Kaum ein Trailer versprach derart bombastische Unterhaltung, wie die Vorschau zu Edwards Remake des Monster-Klassikers. Tatsächlich aber nimmt das geschuppte Ungetüm einen für viele Zuschauer enttäuschend geringen Teil der Laufzeit des Streifens ein. Nach dem toll inszenierten Kraftwerk-Unglück gleich zu Beginn des Filmes, das selbstverständlich starke Parallelen mit der Katastrophe in Fukushima aufweist, gönnt sich der Film eine ziemlich lange Verschnaufpause. Die funktioniert aber nur, solange Cranston Zentrum der Narration ist. Sobald aber Sohnemann Ford nach gut einem Drittel zur Hauptfigur wird, beginnt der Kino-Zuschauer langsam mit den Füßen zu scharren und hofft endlich auf das große Action-Feuerwerk.
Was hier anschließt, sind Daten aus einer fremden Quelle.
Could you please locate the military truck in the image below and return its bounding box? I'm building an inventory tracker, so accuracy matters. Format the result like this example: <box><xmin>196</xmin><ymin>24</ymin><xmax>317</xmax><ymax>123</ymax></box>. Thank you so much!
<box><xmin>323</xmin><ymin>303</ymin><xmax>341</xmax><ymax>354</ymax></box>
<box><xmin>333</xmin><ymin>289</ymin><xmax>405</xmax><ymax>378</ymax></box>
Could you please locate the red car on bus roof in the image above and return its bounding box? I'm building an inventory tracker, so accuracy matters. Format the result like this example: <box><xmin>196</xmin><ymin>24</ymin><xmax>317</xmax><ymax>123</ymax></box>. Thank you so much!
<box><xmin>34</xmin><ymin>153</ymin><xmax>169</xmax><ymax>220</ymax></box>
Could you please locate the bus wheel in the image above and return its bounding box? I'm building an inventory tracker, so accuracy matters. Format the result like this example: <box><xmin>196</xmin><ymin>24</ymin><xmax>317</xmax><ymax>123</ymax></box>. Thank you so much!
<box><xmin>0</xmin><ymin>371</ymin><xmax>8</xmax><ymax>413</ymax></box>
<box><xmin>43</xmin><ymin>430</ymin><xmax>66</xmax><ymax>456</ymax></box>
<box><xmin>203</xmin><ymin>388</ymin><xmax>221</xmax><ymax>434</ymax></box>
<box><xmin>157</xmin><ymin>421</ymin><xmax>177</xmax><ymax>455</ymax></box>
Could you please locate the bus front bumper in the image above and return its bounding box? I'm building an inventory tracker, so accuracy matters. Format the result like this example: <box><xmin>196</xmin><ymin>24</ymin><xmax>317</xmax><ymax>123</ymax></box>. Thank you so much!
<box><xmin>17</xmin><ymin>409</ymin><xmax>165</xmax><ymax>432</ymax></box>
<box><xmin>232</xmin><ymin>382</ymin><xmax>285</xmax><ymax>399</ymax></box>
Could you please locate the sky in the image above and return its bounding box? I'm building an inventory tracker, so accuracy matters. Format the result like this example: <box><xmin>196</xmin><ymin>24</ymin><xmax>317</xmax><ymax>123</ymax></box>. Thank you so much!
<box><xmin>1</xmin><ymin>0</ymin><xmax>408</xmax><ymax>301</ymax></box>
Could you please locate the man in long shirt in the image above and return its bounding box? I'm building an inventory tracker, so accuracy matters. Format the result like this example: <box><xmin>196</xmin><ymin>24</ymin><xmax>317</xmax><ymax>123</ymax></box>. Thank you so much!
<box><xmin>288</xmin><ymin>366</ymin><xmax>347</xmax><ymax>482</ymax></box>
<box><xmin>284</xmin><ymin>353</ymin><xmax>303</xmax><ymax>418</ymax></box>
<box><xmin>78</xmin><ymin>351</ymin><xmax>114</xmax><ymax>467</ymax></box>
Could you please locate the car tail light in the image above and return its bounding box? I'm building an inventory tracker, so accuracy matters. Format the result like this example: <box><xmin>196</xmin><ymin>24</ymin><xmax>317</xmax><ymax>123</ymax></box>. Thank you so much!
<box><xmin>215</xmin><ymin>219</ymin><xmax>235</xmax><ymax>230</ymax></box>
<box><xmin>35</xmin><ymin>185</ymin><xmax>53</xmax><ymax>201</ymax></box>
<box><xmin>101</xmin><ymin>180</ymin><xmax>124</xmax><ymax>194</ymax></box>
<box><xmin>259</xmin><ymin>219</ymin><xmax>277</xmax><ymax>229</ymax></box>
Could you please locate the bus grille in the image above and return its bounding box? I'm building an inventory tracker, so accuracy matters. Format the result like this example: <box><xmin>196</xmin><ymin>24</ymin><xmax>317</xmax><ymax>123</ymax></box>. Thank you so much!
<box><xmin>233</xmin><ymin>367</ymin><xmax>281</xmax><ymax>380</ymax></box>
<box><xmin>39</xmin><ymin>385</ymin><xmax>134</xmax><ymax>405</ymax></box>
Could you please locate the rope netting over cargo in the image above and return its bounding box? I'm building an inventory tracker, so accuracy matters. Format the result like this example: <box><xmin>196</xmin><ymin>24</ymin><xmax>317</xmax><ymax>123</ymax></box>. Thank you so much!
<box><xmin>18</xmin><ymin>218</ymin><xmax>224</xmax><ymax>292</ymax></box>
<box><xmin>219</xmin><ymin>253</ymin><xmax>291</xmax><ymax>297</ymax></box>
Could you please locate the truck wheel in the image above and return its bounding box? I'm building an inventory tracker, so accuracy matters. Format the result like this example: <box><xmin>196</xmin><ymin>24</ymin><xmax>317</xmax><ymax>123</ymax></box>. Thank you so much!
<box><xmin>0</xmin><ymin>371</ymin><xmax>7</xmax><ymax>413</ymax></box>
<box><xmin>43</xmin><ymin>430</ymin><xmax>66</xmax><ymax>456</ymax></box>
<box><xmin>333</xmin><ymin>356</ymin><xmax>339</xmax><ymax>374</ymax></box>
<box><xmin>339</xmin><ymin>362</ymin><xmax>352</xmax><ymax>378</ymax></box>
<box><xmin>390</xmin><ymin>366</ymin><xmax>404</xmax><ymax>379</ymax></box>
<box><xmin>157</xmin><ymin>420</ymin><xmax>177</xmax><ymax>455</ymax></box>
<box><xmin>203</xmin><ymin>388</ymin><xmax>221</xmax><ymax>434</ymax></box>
Doch Regisseur Edwards spielt aufreizend lange mit den Erwartungen der Zuschauer. Wenn ein großer Kampf zwischen Godzilla und Muto anzustehen scheint, gönnt er dem Publikum stets nur einen kurzen Blick auf das Geschehen. Es ist die Hinarbeit auf ein ganz großes Filmfinale – hofft man zumindest, während man in seinem Kino-Sessel hockt.
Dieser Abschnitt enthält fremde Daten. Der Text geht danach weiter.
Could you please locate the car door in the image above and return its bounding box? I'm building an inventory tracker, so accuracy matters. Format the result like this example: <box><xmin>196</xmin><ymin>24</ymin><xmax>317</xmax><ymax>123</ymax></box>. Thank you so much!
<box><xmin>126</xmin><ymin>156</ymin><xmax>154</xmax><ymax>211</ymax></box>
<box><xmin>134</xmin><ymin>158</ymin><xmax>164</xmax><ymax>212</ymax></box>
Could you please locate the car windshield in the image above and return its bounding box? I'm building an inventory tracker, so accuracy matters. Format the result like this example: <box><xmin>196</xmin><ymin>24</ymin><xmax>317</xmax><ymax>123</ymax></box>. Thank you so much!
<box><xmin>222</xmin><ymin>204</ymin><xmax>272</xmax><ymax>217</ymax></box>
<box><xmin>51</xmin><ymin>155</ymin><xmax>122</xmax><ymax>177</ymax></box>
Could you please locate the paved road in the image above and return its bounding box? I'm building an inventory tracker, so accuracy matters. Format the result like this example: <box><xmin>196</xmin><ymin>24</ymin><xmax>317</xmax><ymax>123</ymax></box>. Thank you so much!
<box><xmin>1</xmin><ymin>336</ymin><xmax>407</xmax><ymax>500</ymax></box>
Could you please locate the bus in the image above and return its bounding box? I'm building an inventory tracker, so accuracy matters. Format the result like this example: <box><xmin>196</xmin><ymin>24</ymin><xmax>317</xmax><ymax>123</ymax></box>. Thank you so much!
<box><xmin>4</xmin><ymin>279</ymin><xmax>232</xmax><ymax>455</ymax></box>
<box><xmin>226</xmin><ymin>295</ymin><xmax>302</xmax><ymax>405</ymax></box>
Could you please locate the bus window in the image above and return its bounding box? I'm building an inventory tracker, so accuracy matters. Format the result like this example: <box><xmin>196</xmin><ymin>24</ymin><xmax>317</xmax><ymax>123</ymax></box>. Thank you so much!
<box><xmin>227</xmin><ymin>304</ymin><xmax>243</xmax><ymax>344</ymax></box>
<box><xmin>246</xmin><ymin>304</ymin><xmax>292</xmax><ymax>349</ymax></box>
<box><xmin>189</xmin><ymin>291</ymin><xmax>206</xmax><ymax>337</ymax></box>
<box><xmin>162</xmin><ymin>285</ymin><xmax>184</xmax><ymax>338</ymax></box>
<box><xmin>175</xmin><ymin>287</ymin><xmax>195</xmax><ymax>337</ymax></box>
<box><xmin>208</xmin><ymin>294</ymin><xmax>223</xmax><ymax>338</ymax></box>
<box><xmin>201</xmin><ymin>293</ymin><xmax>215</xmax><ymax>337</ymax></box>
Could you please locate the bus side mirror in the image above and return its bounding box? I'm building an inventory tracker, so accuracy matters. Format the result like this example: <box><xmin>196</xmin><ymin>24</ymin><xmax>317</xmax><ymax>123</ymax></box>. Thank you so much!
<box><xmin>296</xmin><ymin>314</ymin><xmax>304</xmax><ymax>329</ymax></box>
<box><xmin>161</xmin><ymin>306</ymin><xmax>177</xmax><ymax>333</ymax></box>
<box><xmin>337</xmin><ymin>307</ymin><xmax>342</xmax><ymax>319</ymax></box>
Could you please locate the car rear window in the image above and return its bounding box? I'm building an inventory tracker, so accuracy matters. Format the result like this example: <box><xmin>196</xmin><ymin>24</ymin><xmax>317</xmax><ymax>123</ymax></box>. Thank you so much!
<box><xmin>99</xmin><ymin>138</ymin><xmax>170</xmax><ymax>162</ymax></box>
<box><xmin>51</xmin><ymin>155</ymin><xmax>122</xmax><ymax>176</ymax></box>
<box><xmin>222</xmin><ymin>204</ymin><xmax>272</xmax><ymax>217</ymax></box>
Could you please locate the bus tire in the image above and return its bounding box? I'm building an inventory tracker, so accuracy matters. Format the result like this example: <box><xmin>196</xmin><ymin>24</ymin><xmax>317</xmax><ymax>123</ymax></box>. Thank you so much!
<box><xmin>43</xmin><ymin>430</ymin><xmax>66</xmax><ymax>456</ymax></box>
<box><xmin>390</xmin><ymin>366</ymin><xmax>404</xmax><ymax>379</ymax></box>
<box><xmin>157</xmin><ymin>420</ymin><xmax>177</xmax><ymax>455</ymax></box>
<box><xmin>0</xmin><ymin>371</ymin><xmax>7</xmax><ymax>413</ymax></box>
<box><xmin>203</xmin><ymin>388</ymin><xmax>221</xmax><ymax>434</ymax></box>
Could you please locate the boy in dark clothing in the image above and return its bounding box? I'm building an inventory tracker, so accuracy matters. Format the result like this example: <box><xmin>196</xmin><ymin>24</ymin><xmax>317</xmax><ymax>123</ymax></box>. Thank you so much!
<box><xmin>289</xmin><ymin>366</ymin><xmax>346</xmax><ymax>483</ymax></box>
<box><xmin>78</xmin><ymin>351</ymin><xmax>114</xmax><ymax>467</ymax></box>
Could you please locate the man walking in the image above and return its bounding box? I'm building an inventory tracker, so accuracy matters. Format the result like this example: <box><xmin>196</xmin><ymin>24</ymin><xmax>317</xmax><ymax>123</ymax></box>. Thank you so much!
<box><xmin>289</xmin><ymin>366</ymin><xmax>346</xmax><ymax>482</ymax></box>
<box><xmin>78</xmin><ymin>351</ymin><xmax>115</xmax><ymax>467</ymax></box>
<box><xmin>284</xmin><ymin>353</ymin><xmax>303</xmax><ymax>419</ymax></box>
Leider werden diese Erwartungen nur bedingt erfüllt. Zwar hat es die Riesenechse beim Endkampf des Streifens gleich mit zweien der Monster zu tun, so wirklich will einem der Kiefer aber nicht herunterklappen. Vielleicht hat der schon lächerlich bombastische Film „Pacific Rim“ etwas zu hohe Erwartungen an „Godzilla“ geschürt, die der Film gar nicht erfüllen kann – und will. Ein Manko ist das Design der feindlichen Urzeit-Monstren. Während Godzilla ein charmant nostalgischer Look verliehen wurde, der im Gegensatz zu Emmerichs Klamauk-Remake stark dem Aussehen des japanischen Vorbilds Tribut zollt, kommen Muto und sein weibliches Pendant erschreckend fade daher. So verpufft die erstklassige Animation der computergenerierten Fabelwesen ebenso schnell, wie die Begeisterung der Zuschauer.

Hinsichtlich der schauspielerischen Leistung kann für alle Beteiligten die alte Schulweisheit aufgegriffen werden: Sie waren stets bemüht. Leider sind die Rollen von Cranston, Watanabe, Taylor-Smith, und Elizabeth Olsen (25, „Oldboy“) recht eindimensional ausgefallen. Watanabe und Olsen haben stets die undankbare Aufgabe, in einer Mischung aus Unglaube und Besorgnis in die Kamera zu blicken, während Taylor-Smith einen generischen – und unzerstörbaren – Helden mimt. Das alles wäre kein Problem gewesen, hätte Edwards mit der häufigen Abwesenheit der Ungeheuer nicht gezielt versucht, das Augenmerk auf die menschlichen Protagonisten zu legen. Dies gelang ihm bei seinem Independent-Werk „Monsters“ noch ungleich besser.

Was bleibt ist ein rund zweistündiger Film, der gerade durch seinen Trailer, aber auch durch seine hochklassige Besetzung, weitaus mehr Action verspricht, als er dem Zuschauer zu bieten im Stande ist. Der mittlere Teil kommt zudem recht langatmig daher, was wohl zu verschmerzen gewesen wäre, hätte man den Figuren mehr Tiefgang spendiert. So sind einem die Charaktere recht schnell egal, während man auf die große Monster-Schlacht wartet. Und wenn sie dann endlich kommt und gleich drei gigantische Wesen eine Großstadt in Schutt und Asche legen, während sie sich mit ihren riesigen Pranken bekämpfen, ist man erschreckend unbeeindruckt. Dann lieber ein Double-Feature mit „Pacific Rim“ und „Cloverfield“.